Hayes is buried in Section 34, Grave 479A at Arlington National Cemetery. At the funeral, his friend Rene Gagnon said of him: "Let's say he had a little dream in his heart that someday the Indian would, like the white man — be able to walk all over the United States."

His story has been shown in film. He played himself in 1949s The Sands Of Iwo Jima.
He was played by fellow USMC Corporal Lee Marvin in 1960s The American.
He was portrayed by Tony Curtis in 1961s The Outsider.
Ira was played by Adam Beach, in the 2006 Clint Eastwood directed movie Flags Of Our Fathers.
And still you don't know who Ira Hayes was? Or where you may have seen him before now?
I have placed a red oval around Ira Hayes in the picture below, that made him famous.

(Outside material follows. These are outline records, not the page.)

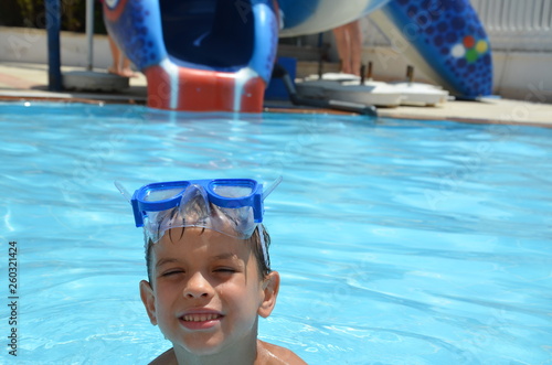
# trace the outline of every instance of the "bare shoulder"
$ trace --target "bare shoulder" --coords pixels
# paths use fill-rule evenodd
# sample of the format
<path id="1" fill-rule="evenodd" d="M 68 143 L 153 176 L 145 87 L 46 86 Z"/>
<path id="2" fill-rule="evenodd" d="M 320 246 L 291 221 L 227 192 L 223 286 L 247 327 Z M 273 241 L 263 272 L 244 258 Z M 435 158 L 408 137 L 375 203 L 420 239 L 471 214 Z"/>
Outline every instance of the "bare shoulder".
<path id="1" fill-rule="evenodd" d="M 149 365 L 177 365 L 177 357 L 174 356 L 174 350 L 169 348 L 161 355 L 157 356 Z"/>
<path id="2" fill-rule="evenodd" d="M 306 365 L 296 353 L 289 348 L 257 340 L 257 359 L 255 365 Z"/>

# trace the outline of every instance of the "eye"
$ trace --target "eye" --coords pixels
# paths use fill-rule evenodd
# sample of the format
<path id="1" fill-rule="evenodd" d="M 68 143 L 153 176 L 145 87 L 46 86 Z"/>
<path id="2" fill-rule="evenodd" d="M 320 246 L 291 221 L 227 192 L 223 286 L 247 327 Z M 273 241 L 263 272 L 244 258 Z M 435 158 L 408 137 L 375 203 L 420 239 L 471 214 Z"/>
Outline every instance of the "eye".
<path id="1" fill-rule="evenodd" d="M 215 268 L 213 271 L 214 272 L 223 272 L 223 273 L 232 273 L 232 272 L 236 272 L 236 269 L 231 268 L 231 267 L 220 267 L 220 268 Z"/>
<path id="2" fill-rule="evenodd" d="M 164 272 L 161 273 L 161 277 L 170 277 L 170 276 L 174 276 L 174 275 L 179 275 L 179 273 L 183 273 L 184 270 L 181 270 L 181 269 L 172 269 L 172 270 L 167 270 Z"/>

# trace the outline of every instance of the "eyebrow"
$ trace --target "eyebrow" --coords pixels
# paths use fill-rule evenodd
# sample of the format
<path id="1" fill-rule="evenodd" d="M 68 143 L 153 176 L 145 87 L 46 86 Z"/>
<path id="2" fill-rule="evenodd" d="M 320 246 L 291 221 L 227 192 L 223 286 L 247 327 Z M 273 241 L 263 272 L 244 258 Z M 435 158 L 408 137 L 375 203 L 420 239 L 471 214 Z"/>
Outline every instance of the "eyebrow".
<path id="1" fill-rule="evenodd" d="M 179 260 L 176 258 L 161 258 L 159 261 L 156 264 L 156 269 L 159 267 L 163 266 L 164 264 L 172 264 L 172 262 L 178 262 Z"/>
<path id="2" fill-rule="evenodd" d="M 215 255 L 211 257 L 212 259 L 224 260 L 224 259 L 240 259 L 236 254 L 233 253 L 224 253 L 221 255 Z"/>
<path id="3" fill-rule="evenodd" d="M 221 254 L 221 255 L 215 255 L 215 256 L 212 256 L 211 259 L 212 260 L 226 260 L 226 259 L 237 259 L 237 260 L 240 260 L 240 258 L 237 257 L 237 255 L 233 254 L 233 253 L 224 253 L 224 254 Z M 159 267 L 161 267 L 161 266 L 163 266 L 166 264 L 173 264 L 173 262 L 180 262 L 180 260 L 177 259 L 177 258 L 173 258 L 173 257 L 161 258 L 161 259 L 159 259 L 159 261 L 157 261 L 156 269 L 158 269 Z"/>

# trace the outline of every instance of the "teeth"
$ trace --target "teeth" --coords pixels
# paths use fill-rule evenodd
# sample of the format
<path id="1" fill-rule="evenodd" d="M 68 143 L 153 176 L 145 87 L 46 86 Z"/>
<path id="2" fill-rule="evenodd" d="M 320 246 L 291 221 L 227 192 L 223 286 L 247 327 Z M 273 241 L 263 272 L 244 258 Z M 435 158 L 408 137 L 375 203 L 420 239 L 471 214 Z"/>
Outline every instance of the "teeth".
<path id="1" fill-rule="evenodd" d="M 219 314 L 188 314 L 183 319 L 187 322 L 205 322 L 212 321 L 219 318 Z"/>

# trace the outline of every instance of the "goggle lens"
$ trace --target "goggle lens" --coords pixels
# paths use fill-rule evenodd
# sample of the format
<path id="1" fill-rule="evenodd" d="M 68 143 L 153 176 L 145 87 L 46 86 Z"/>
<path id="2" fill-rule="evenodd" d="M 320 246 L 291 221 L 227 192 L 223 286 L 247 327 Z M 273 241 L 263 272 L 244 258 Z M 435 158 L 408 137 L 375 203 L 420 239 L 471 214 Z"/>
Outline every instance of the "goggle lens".
<path id="1" fill-rule="evenodd" d="M 182 187 L 148 190 L 148 192 L 144 195 L 142 200 L 146 202 L 160 202 L 174 197 L 178 194 L 182 193 L 183 191 L 184 190 Z"/>
<path id="2" fill-rule="evenodd" d="M 213 192 L 223 197 L 244 197 L 253 193 L 251 186 L 214 185 Z"/>

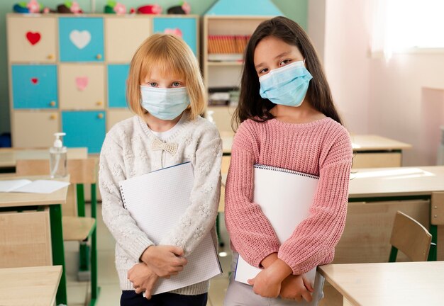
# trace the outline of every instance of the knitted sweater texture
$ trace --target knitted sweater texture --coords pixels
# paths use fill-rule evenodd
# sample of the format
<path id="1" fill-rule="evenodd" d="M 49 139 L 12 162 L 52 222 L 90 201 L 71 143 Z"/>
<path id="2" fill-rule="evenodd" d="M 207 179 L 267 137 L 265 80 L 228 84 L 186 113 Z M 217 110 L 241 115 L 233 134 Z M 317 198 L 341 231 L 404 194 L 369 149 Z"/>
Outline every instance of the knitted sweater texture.
<path id="1" fill-rule="evenodd" d="M 347 130 L 330 118 L 307 123 L 244 121 L 233 140 L 226 186 L 231 248 L 257 267 L 277 253 L 294 274 L 331 262 L 345 224 L 352 154 Z M 252 201 L 255 164 L 319 176 L 309 217 L 282 244 Z"/>
<path id="2" fill-rule="evenodd" d="M 183 115 L 188 115 L 185 112 Z M 100 155 L 103 218 L 116 242 L 116 267 L 121 289 L 124 290 L 134 290 L 127 278 L 128 271 L 140 262 L 144 251 L 154 244 L 123 208 L 118 186 L 121 181 L 191 162 L 194 183 L 189 206 L 176 226 L 165 233 L 159 244 L 180 246 L 187 256 L 209 232 L 215 246 L 217 243 L 214 225 L 220 198 L 222 158 L 222 142 L 217 129 L 200 117 L 184 120 L 165 140 L 178 144 L 174 154 L 152 149 L 155 137 L 145 121 L 134 116 L 110 130 Z M 148 202 L 147 210 L 150 210 Z M 208 291 L 209 283 L 204 281 L 172 292 L 201 294 Z"/>

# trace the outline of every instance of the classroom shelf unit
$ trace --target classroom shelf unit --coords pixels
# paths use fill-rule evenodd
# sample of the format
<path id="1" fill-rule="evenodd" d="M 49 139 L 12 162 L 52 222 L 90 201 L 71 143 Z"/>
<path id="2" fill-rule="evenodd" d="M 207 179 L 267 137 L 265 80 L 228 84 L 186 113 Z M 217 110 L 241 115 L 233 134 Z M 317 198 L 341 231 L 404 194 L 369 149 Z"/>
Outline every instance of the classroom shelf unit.
<path id="1" fill-rule="evenodd" d="M 262 21 L 272 16 L 220 16 L 205 15 L 202 30 L 202 70 L 205 86 L 209 89 L 238 88 L 243 68 L 243 52 L 230 48 L 238 37 L 248 37 Z M 216 48 L 210 46 L 210 39 L 222 38 Z M 227 60 L 231 58 L 232 60 Z M 240 59 L 240 60 L 239 60 Z M 218 129 L 225 135 L 233 135 L 231 121 L 235 108 L 209 106 Z"/>
<path id="2" fill-rule="evenodd" d="M 131 116 L 129 62 L 155 33 L 181 33 L 199 59 L 194 15 L 17 14 L 6 16 L 9 101 L 14 147 L 67 147 L 99 153 L 105 134 Z"/>

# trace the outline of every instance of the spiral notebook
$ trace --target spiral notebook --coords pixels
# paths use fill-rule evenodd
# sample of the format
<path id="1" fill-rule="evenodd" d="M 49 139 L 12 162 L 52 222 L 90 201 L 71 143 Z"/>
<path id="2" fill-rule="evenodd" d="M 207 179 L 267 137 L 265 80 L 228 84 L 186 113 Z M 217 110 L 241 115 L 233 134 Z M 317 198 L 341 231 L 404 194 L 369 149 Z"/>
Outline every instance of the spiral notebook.
<path id="1" fill-rule="evenodd" d="M 192 165 L 187 162 L 119 183 L 125 208 L 155 244 L 185 212 L 194 180 Z M 200 283 L 222 272 L 211 233 L 187 259 L 188 264 L 178 275 L 159 279 L 152 294 Z"/>
<path id="2" fill-rule="evenodd" d="M 253 202 L 258 204 L 280 243 L 292 236 L 296 227 L 309 215 L 318 187 L 316 176 L 262 164 L 254 165 Z M 316 267 L 306 273 L 314 285 Z M 248 284 L 260 269 L 239 256 L 234 279 Z M 314 288 L 314 287 L 313 287 Z"/>

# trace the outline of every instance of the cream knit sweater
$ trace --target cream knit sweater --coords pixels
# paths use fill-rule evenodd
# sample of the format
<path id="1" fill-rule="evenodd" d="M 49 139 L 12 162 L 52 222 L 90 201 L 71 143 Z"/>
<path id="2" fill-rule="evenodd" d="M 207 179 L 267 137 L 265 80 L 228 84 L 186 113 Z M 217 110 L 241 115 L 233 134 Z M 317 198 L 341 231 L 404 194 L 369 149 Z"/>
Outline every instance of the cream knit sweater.
<path id="1" fill-rule="evenodd" d="M 160 244 L 182 247 L 187 256 L 214 228 L 220 197 L 222 142 L 216 128 L 200 117 L 184 120 L 165 140 L 178 144 L 173 155 L 152 150 L 155 136 L 138 116 L 121 121 L 106 134 L 100 154 L 99 187 L 104 221 L 116 241 L 116 267 L 123 290 L 134 290 L 127 279 L 128 271 L 143 251 L 154 244 L 136 225 L 123 208 L 118 183 L 169 166 L 191 162 L 194 185 L 189 209 L 180 222 L 165 232 Z M 149 203 L 147 203 L 149 209 Z M 153 212 L 155 213 L 155 212 Z M 208 291 L 209 281 L 178 289 L 174 293 L 198 295 Z"/>

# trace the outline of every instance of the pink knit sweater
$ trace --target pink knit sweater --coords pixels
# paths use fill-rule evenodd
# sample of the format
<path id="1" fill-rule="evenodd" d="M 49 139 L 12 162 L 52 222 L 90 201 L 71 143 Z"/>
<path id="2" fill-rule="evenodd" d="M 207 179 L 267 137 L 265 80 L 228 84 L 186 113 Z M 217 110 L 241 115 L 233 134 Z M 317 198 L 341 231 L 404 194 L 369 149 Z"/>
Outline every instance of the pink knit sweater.
<path id="1" fill-rule="evenodd" d="M 282 245 L 252 202 L 254 164 L 319 176 L 310 216 Z M 225 222 L 233 250 L 257 267 L 276 252 L 294 274 L 331 262 L 345 224 L 351 164 L 348 132 L 330 118 L 300 124 L 244 121 L 234 137 L 226 185 Z"/>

This picture was taken by a war corespondent on top of the battle scared Mount Suribachi, on The Japanese held island of Iwo Jima on February 23, 1945. I know you've seen this picture before. This battle raged from 19 February to 26 March 1945. Approximately 17,792 Japanese soldiers died. And 216 were taken prisoner. The Marines lost 6,821 dead. And 19,217 wounded during the 35 days of Operation Detachment.
Ira Hayes left his heart on the Sulfur Island. And became an unofficial casualty of the Battle Of Iwo Jima. And we owe Ira Hayes and his family a THANK YOU. For the sacrifice they laid on the altar of our freedom.


Ms. Anthropy said...

Beautiful tribute!

My ADHD Me said...

That is heartbreaking.
I had made up my mind to do a few posts on heroes that ended up in such predicament. Such as my post on Admiral Stockdale. I true American hero who will be remembered by many by his discombobulated mutterings at the vice president debate. Thank really is a shame,

2Thinks said...

Had I met you earlier, I'd have asked you to be my children's history teacher. Gosh you post interesting stuff.


My ADHD Me said...

Simian Proclivities- lol
OK, honestly, it was only lol after I looked up proclivities on :)

My ADHD Me said...

P.S. Knowing your "love" (not) for county music, not sure if you knew that Johnny Cash did a song The Ballad of Ira Hayes. He took it to #3 on the charts.

Blasé said...

ps- I counted them. Didn't take as long as you might think. And, congrats!

My ADHD Me said...

Yes, me again. Just got caught up on your past few posts. Don't know how I missed so many.
They were some of your best. Comments left. Well, except for the billion one. Then comments right. (ouch)

Webster World said...

Great man sad story. Yes I've known of Ira for some time. I reseached him after hearing Johrry Cash sing of him. Having 1/8 blood it is of interest to me.